Microsoft007: Apache Kafka and Event-driven architecture (Kafka)

1.What is Kafka?

Apache Kafka is a distributed messaging system for high-throughput, fault-tolerant, real-time data streaming. It uses topics to publish/subscribe messages and is widely used for event-driven architecture.

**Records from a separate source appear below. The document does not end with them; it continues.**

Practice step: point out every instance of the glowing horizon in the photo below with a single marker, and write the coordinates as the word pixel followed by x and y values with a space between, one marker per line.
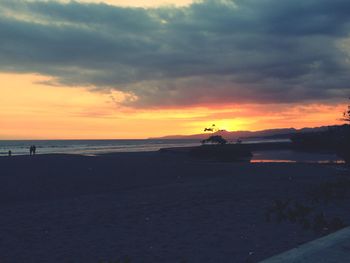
pixel 106 69
pixel 77 113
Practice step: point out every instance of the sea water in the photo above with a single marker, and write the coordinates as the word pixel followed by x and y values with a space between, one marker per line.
pixel 89 147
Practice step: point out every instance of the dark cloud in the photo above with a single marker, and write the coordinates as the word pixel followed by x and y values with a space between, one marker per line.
pixel 264 51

2.Key Components in Kafka (Spring Boot)

Component	Role

Producer

Sends messages to Kafka topics

Consumer

Listens to Kafka topics

Topic

Logical name for message stream

KafkaTemplate

Helper class to send messages

@KafkaListener

Annotation to consume messages

KafkaAdmin

Creates topics programmatically

3.Dependencies (pom.xml)

<groupId>org.springframework.kafka</groupId>

<artifactId>spring-kafka</artifactId>

</dependency>

4.Configuration (application.properties)

spring.kafka.bootstrap-servers=localhost:9092

spring.kafka.consumer.group-id=my-group

spring.kafka.consumer.auto-offset-reset=earliest

spring.kafka.consumer.key-deserializer=org.apache.kafka.common.serialization.StringDeserializer

spring.kafka.consumer.value-deserializer=org.apache.kafka.common.serialization.StringDeserializer

spring.kafka.producer.key-serializer=org.apache.kafka.common.serialization.StringSerializer

spring.kafka.producer.value-serializer=org.apache.kafka.common.serialization.StringSerializer

spring.kafka.producer.transaction-id-prefix=tx- # 🔑 Required for transactions

5. Kafka Topic Creation with KafkaAdmin

import org.apache.kafka.clients.admin.NewTopic;
import org.springframework.context.annotation.Bean;
import org.springframework.context.annotation.Configuration;
import org.springframework.kafka.config.TopicBuilder;

@Configuration
public class KafkaTopicConfig {

    @Bean
    public NewTopic topic() {
        return TopicBuilder.name("my-topic")
                .partitions(3)
                .replicas(1)
                .build();
    }
}

6.Kafka Producer

import org.springframework.kafka.core.KafkaTemplate;
import org.springframework.stereotype.Service;

@Service
public class KafkaProducerService {

    private final KafkaTemplate<String, String> kafkaTemplate;

    public KafkaProducerService(KafkaTemplate<String, String> kafkaTemplate) {
        this.kafkaTemplate = kafkaTemplate;
    }

    public void sendMessage(String topic, String message) {
        kafkaTemplate.send(topic, message);
    }
}

7.Kafka Consumer

import org.springframework.kafka.annotation.KafkaListener;
import org.springframework.stereotype.Service;

@Service
public class KafkaConsumerService {

    @KafkaListener(topics = "my-topic", groupId = "my-group")
    public void consume(String message) {
        System.out.println("Consumed message: " + message);
    }
}

8. REST Controller to Test Producer

import org.springframework.web.bind.annotation.*;

@RestController
@RequestMapping("/api/kafka")
public class KafkaController {

    private final KafkaProducerService producerService;

    public KafkaController(KafkaProducerService producerService) {
        this.producerService = producerService;
    }

    @GetMapping("/send")
    public String sendMessage(@RequestParam String message) {
        producerService.sendMessage("my-topic", message);
        return "Message sent!";
    }
}

9.Kafka Annotations in Detail

Annotation                 Purpose
@KafkaListener             Listens to Kafka topic; binds method to topic
@EnableKafka               Enables detection of @KafkaListener
@KafkaHandler              Used with @KafkaListener on class level for multi-method listeners
@KafkaListeners            Container for multiple @KafkaListener annotations on one method
@SendTo                    Sends reply to another topic from consumer
@KafkaListenerContainerFactory Creates custom listener container for advanced settings
@Header                    Access Kafka headers (optional metadata)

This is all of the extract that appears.